Like AB238, for the sake of Nevada citizens, we cannot officially support the SB220 bill by Warner Bros. & UNLV in its current form. With the changes we recommend, SB220 can be equally as great of a bill for bringing Hollywood 2.0 to Nevada!
As with Sony Pictures, if I have misread or misunderstood any of the SB220 bill’s text, I would appreciate any clarification or explanation from Warner Bros. to help clear up any issues or misunderstandings in the review of the bill.
Both AB238 and SB220 appear to be based off of the same text template & they both contain troubling DEI practices & both bills provide no support for other studio developers including @netflix, @AmazonMGMStudio, @DisneyStudios @UniversalPics, or even Nevada-born Babs Do Studios!
With the AB238 bill still being reviewed by the Nevada Legislature, we would recommend that @sandra4nv, @PictureThisNV, @DavidOReillyHH, @NVDemsChair take note of our review of the current draft of SB220 for any possible updates and changes for the next draft of AB238! There are some good notes and points of clarification in the text of SB220 that may have been missing from AB238.
Whichever bill gets voted for and approved, Nevada’s future as a production hub hangs in the balance and the bill it chooses to modernize its film and media incentive program must place Nevada citizens and the future development of the state at the forefront of anything else!
For all involved, we ask our notes for the SB220 bill to be taken into serious consideration for the sake of Nevada artists, citizens, & other studio developers like Babs Do Studios!
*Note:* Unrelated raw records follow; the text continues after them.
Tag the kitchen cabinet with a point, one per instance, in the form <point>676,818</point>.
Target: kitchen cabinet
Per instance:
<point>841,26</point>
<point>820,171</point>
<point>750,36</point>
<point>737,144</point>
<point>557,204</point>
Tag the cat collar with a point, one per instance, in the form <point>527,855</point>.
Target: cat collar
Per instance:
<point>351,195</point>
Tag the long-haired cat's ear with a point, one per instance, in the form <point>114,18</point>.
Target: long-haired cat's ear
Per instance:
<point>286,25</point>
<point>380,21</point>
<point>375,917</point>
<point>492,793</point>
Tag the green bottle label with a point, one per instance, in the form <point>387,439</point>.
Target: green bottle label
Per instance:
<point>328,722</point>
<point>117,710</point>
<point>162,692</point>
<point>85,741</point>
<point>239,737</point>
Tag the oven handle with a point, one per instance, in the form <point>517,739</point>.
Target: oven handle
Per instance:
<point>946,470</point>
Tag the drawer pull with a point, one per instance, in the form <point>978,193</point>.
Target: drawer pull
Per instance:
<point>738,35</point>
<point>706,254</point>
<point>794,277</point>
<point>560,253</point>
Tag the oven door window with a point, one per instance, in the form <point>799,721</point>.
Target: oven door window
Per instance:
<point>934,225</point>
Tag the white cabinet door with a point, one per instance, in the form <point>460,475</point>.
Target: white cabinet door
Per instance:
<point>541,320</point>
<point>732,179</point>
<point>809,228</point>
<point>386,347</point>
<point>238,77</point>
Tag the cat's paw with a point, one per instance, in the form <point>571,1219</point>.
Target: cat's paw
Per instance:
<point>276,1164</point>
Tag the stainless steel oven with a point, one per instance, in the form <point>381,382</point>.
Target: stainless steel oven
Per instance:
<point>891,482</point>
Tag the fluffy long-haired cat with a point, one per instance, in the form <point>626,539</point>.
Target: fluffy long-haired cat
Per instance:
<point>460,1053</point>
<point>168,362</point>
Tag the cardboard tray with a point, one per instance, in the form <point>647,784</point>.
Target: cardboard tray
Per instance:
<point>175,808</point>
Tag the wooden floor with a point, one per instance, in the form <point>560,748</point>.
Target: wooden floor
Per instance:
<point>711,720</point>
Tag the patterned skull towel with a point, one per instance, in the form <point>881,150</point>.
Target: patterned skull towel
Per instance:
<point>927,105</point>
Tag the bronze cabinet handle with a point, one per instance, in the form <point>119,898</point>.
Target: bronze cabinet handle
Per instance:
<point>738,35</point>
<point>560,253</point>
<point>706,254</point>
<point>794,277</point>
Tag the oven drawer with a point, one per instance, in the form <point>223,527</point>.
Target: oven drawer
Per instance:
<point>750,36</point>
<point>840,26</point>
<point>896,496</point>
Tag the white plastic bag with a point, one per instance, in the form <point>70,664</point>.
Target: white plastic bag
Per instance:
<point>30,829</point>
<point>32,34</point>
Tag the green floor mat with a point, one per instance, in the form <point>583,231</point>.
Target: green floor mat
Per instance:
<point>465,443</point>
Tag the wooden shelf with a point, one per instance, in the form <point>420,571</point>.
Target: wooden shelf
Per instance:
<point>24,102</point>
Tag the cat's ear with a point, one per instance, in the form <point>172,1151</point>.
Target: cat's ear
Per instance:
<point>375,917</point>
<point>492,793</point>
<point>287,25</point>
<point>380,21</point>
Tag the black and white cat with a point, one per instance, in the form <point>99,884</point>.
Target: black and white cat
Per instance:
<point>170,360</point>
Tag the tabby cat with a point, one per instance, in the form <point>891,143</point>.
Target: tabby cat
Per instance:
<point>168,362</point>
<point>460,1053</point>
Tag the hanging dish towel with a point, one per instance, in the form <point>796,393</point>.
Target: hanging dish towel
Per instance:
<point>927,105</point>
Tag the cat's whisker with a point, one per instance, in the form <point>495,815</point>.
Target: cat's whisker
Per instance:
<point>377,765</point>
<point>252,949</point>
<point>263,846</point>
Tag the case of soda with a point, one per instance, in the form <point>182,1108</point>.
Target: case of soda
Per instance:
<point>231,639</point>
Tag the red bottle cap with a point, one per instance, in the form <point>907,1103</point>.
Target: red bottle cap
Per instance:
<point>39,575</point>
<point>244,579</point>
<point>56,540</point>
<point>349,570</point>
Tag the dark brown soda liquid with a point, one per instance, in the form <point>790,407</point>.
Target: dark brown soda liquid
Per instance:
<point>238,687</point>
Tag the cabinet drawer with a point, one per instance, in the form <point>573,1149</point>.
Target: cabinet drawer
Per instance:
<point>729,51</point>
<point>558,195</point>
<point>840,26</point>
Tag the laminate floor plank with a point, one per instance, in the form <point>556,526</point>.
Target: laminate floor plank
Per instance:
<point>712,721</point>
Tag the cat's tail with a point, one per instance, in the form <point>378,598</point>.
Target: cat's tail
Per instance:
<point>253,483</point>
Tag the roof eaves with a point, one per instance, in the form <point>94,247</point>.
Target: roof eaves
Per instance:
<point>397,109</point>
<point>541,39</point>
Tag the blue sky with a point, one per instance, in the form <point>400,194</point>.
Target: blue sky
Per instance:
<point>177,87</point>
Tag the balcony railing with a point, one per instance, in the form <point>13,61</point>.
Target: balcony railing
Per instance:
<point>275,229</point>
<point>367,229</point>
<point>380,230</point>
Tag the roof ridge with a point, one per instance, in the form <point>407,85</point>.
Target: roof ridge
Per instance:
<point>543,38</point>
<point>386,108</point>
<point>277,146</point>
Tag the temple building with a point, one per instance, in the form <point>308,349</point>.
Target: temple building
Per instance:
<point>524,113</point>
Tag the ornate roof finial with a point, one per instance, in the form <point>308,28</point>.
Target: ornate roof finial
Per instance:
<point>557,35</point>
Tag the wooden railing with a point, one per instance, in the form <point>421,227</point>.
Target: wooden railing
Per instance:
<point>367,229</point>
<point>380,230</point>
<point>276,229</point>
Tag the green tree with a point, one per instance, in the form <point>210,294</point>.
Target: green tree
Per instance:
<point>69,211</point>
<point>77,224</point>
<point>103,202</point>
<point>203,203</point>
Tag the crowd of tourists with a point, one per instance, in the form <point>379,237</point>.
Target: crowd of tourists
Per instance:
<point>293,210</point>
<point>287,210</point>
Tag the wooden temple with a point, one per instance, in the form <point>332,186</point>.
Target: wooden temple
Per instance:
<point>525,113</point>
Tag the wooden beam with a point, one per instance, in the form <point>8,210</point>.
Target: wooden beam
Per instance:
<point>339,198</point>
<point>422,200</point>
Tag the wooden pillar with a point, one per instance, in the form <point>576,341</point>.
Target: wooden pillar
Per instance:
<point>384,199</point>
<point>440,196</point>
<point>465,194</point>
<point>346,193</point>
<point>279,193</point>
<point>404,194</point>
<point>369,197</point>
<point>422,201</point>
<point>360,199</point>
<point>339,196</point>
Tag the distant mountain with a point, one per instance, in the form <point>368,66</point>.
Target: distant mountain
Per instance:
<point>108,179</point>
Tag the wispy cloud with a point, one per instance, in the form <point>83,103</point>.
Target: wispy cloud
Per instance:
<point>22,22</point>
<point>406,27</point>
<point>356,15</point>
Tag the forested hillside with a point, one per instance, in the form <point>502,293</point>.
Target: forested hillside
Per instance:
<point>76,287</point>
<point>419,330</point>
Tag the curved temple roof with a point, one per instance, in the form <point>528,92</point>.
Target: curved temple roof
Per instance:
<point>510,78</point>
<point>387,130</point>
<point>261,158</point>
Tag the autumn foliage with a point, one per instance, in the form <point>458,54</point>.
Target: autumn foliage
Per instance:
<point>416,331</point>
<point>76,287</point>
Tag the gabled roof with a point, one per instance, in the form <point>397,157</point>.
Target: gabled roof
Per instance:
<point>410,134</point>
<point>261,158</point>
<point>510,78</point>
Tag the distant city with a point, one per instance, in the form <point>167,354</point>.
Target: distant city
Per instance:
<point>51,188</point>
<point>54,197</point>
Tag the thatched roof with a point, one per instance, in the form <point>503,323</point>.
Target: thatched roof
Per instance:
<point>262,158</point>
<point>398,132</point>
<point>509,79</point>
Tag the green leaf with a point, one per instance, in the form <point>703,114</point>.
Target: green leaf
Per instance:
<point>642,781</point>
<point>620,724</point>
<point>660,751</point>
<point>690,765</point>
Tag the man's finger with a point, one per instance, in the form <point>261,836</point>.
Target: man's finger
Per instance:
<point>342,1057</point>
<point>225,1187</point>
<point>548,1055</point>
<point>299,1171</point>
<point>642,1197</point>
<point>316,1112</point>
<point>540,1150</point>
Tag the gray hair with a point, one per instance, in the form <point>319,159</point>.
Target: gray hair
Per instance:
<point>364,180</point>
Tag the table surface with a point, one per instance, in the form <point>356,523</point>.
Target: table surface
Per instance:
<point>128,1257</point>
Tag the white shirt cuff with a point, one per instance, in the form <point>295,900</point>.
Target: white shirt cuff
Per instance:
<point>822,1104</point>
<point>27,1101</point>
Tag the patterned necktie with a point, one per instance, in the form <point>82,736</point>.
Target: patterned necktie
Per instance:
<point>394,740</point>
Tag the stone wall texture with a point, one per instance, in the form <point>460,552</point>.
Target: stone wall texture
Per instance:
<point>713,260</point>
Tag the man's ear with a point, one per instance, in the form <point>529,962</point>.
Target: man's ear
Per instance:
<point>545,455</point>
Please, Warner Bros, @unlv , @LangeForSenate , @JosephMLombardo, @drrobintitus @DiversifyNevada
Conclusion
As with Sony Pictures and Howard Hughes Properties, we do not want to make enemies, cause hard feelings between us, or make any trouble for Warner Bros. and UNLV. We feel that it is important to provide comprehensive feedback on the SB220 bill in order to help Warner Bros. and UNLV to present the best possible film tax incentive bill that will represent not only their shared development but also the best interest for Nevada artists, communities, and other studio developers for the sake of Nevada’s potential future as a new film and media production hub! Whichever bill wins the vote, we hope that the changes, amendments, additions, and subtractions we have recommended in our reviews will contribute towards the best bill possible to allow widespread film and media production across the state for all artists in Nevada for years to come and we hope that future includes Babs Do Studios!